Las ciudades huelen. Manizales es un jardín espiritual. Como Popayán, su atmósfera transparente carga mensajes odoríficos con un raro pinche elitista y cierta holgura burguesa. Por la honda garganta de sus riachuelos que reciben desechos, ventila un aire plebeyo, acosador y fétido, que la nariz rechaza. Arriba canta un perfume consentido, que invita a los connubios felices. Es metafísico el aire de Salamina, acariciador y parrandero el de Aranzazu, trasnochador y bacano el de Filadelfia.
Los olores tienen edad. En las cunas hace miñocos en el vaivén de las cunas, es vital y brincón en los aposentos de los jóvenes, meloso y coqueto en los lechos de las parejas, pesado y sobradizo en la senectud, agrio y pastoso en el camastro de los moribundos.
Las mujeres jóvenes huelen a montaña virgen. De ellas son los aromas que enervan, el calor de las pardas estolas de piel de armiño. Las novias son una estación de primavera, un abundoso río de ternura. El aliento de esas ninfas sale de los fuelles de las montañas para inundar de fragancias las relaciones sentimentales. La amada es un océano de perfumes que alelan al corazón.

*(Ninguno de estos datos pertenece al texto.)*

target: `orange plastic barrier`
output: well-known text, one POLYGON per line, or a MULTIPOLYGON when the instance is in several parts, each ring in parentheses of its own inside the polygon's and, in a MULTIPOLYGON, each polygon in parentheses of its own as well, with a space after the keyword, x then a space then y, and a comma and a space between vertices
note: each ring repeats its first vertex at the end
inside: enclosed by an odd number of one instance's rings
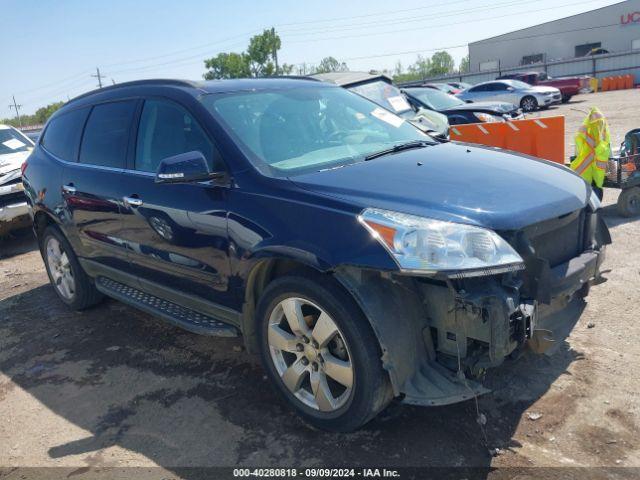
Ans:
POLYGON ((531 155, 564 164, 564 117, 453 125, 450 138, 531 155))
POLYGON ((633 75, 616 75, 614 77, 604 77, 600 80, 600 90, 625 90, 633 88, 635 77, 633 75))
POLYGON ((633 88, 633 81, 635 80, 633 75, 625 75, 626 85, 625 88, 633 88))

El estrato social de las narices desciende en las plazas de mercado con brisas avinagradas y fuertes fluídos de vegetales en descomposición. Sale del interior de los restaurantes baratos un vapor alérgico que se expande como tóxico en el apestado espacio donde cada mercader, a gritos, alaba lo que vende. Es el bajo mundo de las mezcolanzas, de caras sucias, manos bastas, ojos izquierdosos y frentes transfiguradas en hondas cañadas. El olor que de allí se expande es denso, inmóvil en sus inicios, atrevido después, con mezclas de berrinches, convertido todo en una sofocante evaporación de detritus.
En el apartado arrabal de las legumbres podridas, nació Jean Baptiste Grenouille con una nariz excepcionalmente larga y olfativa, transformándose en un alquimista capaz de extraer la esencia del cuerpo humano, para obtener aromas letales. Descubrió bálsamos eficaces para el crimen. Patrick Suskind, el fantasioso autor del libro “El Perfume” creó un malvado que utilizó el olisqueo como herramienta certera para sus desafueros. Detrás del alquimista viajaban veloces los vientos, para perseguir la estela de efluvios que dejaba diseminados. Qué otra cosa se podía esperar de la mente hacedora de Grenouille, psicópata genial.